# Edgar's getting bigger every day!



## spruce (Mar 13, 2008)

little Edgar is the cutest ever, Toby's going to be surprised how quick this little one grows!


----------



## Bella's Mama (Jun 12, 2011)

Wow, he is beautiful!!!!


----------



## stuck (Jan 21, 2010)

really cute pup! thanks for sharing!


----------



## ShipIt (Jun 6, 2011)

Thank you everyone!

@spruce: I know! Haha, I noticed today that he's already almost as tall as Toby! Toby's going to be in for the surprise of his life when Edgar's bigger than him and has the upper hand when their playing, haha.


----------



## goldenbrowneyes (Nov 10, 2010)

He is a cutie.


----------



## SandyK (Mar 20, 2011)

Edgar is so cute!

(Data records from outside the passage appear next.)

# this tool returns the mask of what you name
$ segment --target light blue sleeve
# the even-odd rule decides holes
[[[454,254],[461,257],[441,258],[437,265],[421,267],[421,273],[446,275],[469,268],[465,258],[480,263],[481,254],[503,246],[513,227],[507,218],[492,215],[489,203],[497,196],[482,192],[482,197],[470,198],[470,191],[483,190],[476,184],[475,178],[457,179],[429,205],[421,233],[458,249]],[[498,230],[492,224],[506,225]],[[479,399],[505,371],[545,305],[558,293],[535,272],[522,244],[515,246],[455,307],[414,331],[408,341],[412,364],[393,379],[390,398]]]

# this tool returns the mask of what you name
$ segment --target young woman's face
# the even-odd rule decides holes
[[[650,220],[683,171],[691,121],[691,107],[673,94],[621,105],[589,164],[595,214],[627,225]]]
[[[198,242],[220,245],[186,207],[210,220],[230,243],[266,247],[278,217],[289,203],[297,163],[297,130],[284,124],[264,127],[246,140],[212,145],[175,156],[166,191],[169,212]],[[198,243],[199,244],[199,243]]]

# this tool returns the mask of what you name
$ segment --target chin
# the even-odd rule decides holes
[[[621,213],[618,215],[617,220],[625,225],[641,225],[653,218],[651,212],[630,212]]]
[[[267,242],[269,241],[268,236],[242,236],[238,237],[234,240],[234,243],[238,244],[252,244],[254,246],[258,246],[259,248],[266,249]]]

I love seeing pictures.


----------



## Maddie'sMom2011 (Apr 26, 2011)

What a cutie! Enjoy!


----------



## ShipIt (Jun 6, 2011)

Thank you everyone!

Here's another picture of him and Toby. It describes their relationship perfectly! Toby is the stiff and rigid one who although he always innitiates playtime, gets rather easily annoyed. (Seen glaring in the picture.) And Edgar is the goofy, spontaneous, and crazy one. :yes:
The second picture is one I was trying to take of Edgar and Toby together, and Sumo snuck into the background as he was checking out what was going on. I thought that was cute.


----------



## Wendy427 (Apr 4, 2009)

sweet pics!


----------



## CAROLINA MOM (May 12, 2009)

Great pictures, Edgar is such a doll.


----------



## vcm5 (Apr 20, 2011)

Thanks for all the pictures! You know how we love seeing them! Edgar is too adorable - I love the little white patch on his chest!


----------



## C's Mom (Dec 7, 2009)

Great pics of a beautiful pup.


----------



## nolefan (Nov 6, 2009)

Edgar is so precious and he is going to be the most gorgeous color! Love the eye level photos with his chin on his paws.... too sweet


----------



## oakleysmommy (Feb 20, 2011)

Edgar is just adorable!!! enjoy him!


----------



## ShipIt (Jun 6, 2011)

Thank you so much!


----------



## ggdenny (Nov 2, 2008)

He is a real cutie.


----------



## Joanne & Asia (Jul 23, 2007)

Now that pup is too cute for words! I love all the pics. Keep therm coming.


----------



## DreamingGold (Mar 16, 2011)

Adorable!!!


----------



## Mandie (Feb 16, 2011)

How totally adorable is he!


----------



## Bellapuppy (Jun 18, 2011)

He really has some awesome coloring. I love the red ones!!


----------



## KaMu (May 17, 2010)

Toby is a cutie too! And so is Kitty. Now... Id like to see that same pose with the three of them in another 3 months... when Toby is looking up at that beautiful baby Golden!!!


----------



## mylissyk (Feb 25, 2007)

I love, love, love him! I just want to kiss that nose in the last picture.


----------



## West (Jul 9, 2010)

Edgar is beautiful!  I really like his coloring. And that cat, oh my god! Flame point siamese, right? Gorgeous! Looks like Edgar has a few cool playmates


----------



## ActionJackson (Oct 25, 2010)

great shots! your golden is one cute pup

I like the last shot - you got the whole gang


----------